January 2014

For many of us the start of a new year can be the start of some ‘New Thinking.’ Not the sort of thinking which, as the poet A.E Houseman puts it, “Drives men underground.” But the kind of thinking to take the initiative and lift the spirit.

Let 2014 be the year when ordinary man and women seize back control from; The Experts!

For too long experts have bullied us ordinary folk by poking into every aspect of our lives. Whether it is in education, health, raising children, driving cars or looking after livestock, let 2014 be the year when we tell the experts that they are there for us, not us them!

We are fed up being bamboozled by experts, so let this be the year of experience and common sense. Let us resolve to trust our own senses and rely less on the theories of others. For example, Fredrick Engels wrote much about poverty in Manchester and with Karl Marx came up with a grand scheme to abolish it. I read a lot about their scheme and saw it in action: Yet I learned more about solving poverty from my Methodist Great Grandfather than anything Engels theorised.

I am not saying that expertise is a dishonourable and unworthy pursuit, but rather that the expert should accept the limitations of their own knowledge, and that the public should point a sceptical eye on every recommendation from an expert.  Don’t ignore it; just don’t stop believing in your own common-sense simply because an expert says something. In any case remember that many experts also gain something from their own recommendations.

Mind you, telling people what to do is not new and ancient writings such as the Bhagavad Gita, Bible and Koran, have lots of injunctions telling us what to do. (Or else)

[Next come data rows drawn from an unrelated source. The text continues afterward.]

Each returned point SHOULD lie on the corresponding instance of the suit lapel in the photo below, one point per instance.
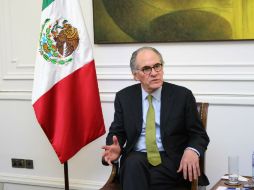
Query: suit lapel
(166, 105)
(137, 110)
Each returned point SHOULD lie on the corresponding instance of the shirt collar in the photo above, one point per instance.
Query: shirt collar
(156, 94)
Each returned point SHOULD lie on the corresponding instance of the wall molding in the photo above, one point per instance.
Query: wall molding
(48, 181)
(195, 72)
(214, 98)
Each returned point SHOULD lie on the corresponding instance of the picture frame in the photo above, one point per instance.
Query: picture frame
(150, 21)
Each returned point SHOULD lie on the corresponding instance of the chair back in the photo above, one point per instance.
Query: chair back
(113, 181)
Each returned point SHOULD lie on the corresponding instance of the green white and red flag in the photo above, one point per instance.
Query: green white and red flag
(65, 92)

From the beginning there have been expert bosses pushing us around. Tribal leaders,  Kings, Colonels, Politicians, and Police who, until this past twenty years, seemed to enforce the law with a reasonable touch of common-sense.  However, something has changed as it now appears that the governing elites of all parties have no inkling of common-sense.

But where has Common-Sense gone? It is as though the old moderating balance of British Common-Sense has irrevocably disappeared into a vast cosmos of infinite regret, so that one is left wondering if it ever existed. This is surely a major issue for 2014.

We might speculate as to why Common-Sense has disappeared. Is it the one-sided belief of many educational theorists that pupils cannot learn from failure and so everyone must succeed? Is it lawyers who think the letter of the law is greater than its spirit. Could it be bankers who don’t see a difference between investment and gambling, and what about Politicians who manipulate us to behave in ‘correct’ ways? Or, might it be ‘The System’ which is owned by no-one and fully understood by no-one, but which must be followed, because it is there to serve our best interests?

Most readers will have their own ideas, but may also think that we now have a bureaucratic system so vast and complex that it simply cannot deliver common sense decisions.

Such thoughts can be depressing and, because changing the system is nigh-on impossible; how about making 2014 the year to change ourselves?  Despite my earlier comments we do need an expert to do that. But not your usual bossy, know-all arrogant expert, this expert is us. As we know more about ourselves than anyone else; who better to bring about change?

A word of warning however. Changing ourselves can have a downside as in the following story:

A wealthy Arab with a very rare blood group went into a Glasgow hospital for heart surgery and after a frantic search a local donor was found. Following the operation the grateful Sheik sent the donor a new BMW. Two days later more blood was needed, but this time the Sheik sent a box of Thornton’s chocolates.

The donor, who had expected diamonds, was shocked and rang demanding to know why the change of heart. “Well laddie” replied the Sheik;

“Dinna forget ma veins now contain a wee drop o’ Scottish blood.”